Rocky council prepares for growing population in budget
ROCKHAMPTON Regional Council is planning ahead for population growth with funds allocated to upgrade and expand ageing sewage treatment and water facilities.
Council officially handed down its 2020/21 budget on Tuesday and The Morning Bulletin will be delving into the various components of the budget, including funds allocated for water and sewage infrastructure.
Newly elected councillor and water and environment portfolio holder Donna Kirkland was excited to share the news of the major works.
The North Rockhampton Sewage Treatment Plant will see $3 million spent on the facility for expansion this financial year.
Another $8.5 million has been allocated in 2021/22 and $10 million in 2022/23.
This is an allocated spend of $21.5 million over the next three years.
The Gracemere Sewage Treatment Plant has received $500,000 this financial year for augmentation.
In 2021/22, $2 million is allocated and a further $2.5 million in 2022/23, equating to a $5 million spend over three years.
The electrical and control network at the Glenmore Water Treatment Plant will also be renewed with $1.8 million to be spent this financial year.
Next financial year has $3.8 million allocated and $2 million will be spent in 2022/23 - a total of $7.6 million in the next three years.

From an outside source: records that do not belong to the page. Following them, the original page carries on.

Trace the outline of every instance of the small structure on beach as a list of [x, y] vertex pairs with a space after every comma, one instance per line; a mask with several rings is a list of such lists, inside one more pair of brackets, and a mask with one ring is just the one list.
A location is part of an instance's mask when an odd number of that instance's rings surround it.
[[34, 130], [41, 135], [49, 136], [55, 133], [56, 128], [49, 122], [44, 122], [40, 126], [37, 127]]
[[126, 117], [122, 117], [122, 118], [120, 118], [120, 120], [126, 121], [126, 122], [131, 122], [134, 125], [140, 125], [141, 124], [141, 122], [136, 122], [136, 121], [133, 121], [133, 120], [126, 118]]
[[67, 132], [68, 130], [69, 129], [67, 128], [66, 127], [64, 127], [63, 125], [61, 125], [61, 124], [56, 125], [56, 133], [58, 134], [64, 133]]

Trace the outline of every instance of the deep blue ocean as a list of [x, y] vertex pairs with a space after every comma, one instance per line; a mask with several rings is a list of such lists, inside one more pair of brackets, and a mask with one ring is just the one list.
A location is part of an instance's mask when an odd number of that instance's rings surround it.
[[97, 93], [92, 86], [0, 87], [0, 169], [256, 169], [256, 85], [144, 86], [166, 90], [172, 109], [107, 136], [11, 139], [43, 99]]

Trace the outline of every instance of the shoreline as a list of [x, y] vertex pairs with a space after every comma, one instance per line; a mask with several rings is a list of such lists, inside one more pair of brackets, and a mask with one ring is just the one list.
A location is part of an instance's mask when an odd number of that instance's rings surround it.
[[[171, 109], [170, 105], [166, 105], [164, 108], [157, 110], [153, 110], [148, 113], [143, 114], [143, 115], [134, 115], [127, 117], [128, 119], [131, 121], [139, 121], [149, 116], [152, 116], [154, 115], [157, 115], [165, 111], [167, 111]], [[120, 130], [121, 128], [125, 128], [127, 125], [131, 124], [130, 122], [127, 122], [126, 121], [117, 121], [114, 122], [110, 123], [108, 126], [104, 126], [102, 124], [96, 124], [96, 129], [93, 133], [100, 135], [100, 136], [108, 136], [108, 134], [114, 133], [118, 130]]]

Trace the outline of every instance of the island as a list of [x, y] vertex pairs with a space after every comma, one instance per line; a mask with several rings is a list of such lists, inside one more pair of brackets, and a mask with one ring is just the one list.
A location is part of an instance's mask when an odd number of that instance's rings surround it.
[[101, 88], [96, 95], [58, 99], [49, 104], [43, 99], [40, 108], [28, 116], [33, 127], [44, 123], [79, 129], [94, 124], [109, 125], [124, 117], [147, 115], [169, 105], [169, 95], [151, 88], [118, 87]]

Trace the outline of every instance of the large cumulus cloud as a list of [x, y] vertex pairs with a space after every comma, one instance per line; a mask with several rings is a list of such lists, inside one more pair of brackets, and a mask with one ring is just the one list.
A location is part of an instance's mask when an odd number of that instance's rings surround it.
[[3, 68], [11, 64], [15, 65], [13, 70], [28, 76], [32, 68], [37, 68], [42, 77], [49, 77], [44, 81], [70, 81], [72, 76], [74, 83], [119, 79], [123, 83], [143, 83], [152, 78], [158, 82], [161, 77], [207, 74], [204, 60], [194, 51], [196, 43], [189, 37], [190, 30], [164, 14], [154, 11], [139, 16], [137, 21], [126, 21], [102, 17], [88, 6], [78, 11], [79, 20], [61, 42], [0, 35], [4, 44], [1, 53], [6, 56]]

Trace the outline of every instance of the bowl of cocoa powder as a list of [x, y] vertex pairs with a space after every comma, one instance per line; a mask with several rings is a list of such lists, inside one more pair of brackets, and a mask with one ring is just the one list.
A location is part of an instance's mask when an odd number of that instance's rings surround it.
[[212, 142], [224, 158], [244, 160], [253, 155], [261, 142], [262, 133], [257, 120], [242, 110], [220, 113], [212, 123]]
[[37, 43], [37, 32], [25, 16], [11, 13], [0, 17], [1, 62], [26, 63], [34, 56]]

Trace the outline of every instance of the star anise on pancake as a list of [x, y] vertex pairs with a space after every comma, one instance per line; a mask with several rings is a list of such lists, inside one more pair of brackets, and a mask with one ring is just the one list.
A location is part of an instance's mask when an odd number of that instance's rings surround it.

While funds have been allocated to subsequent financial years, this is pending the next budget adoptions and council's financial stance in those years.
There is also a $2.6 million investment for the solar farm at the Glenmore Water Treatment Plant, to be spent this financial year.
The project is for a small scale 2.5mw ground-mounted solar system and would pay off Fitzroy River Water's hefty electricity bill.
Cr Kirkland said the solar farm will help reduce the "considerable expense that goes into electricity".
The solar farm is forecast to pay itself off in less than three years.
"Which is great for both ratepayers and our environment," Cr Kirkland said.
Cr Kirkland said the water and sewage investment is $8 million this year alone and $37 over the next three years.
"It's good news for our community, while water and sewage might not be particularly sexy they are 24 hours a day, seven days a week, 365 days a year," she said.
"It secures a future for our growth we are expecting in Rockhampton."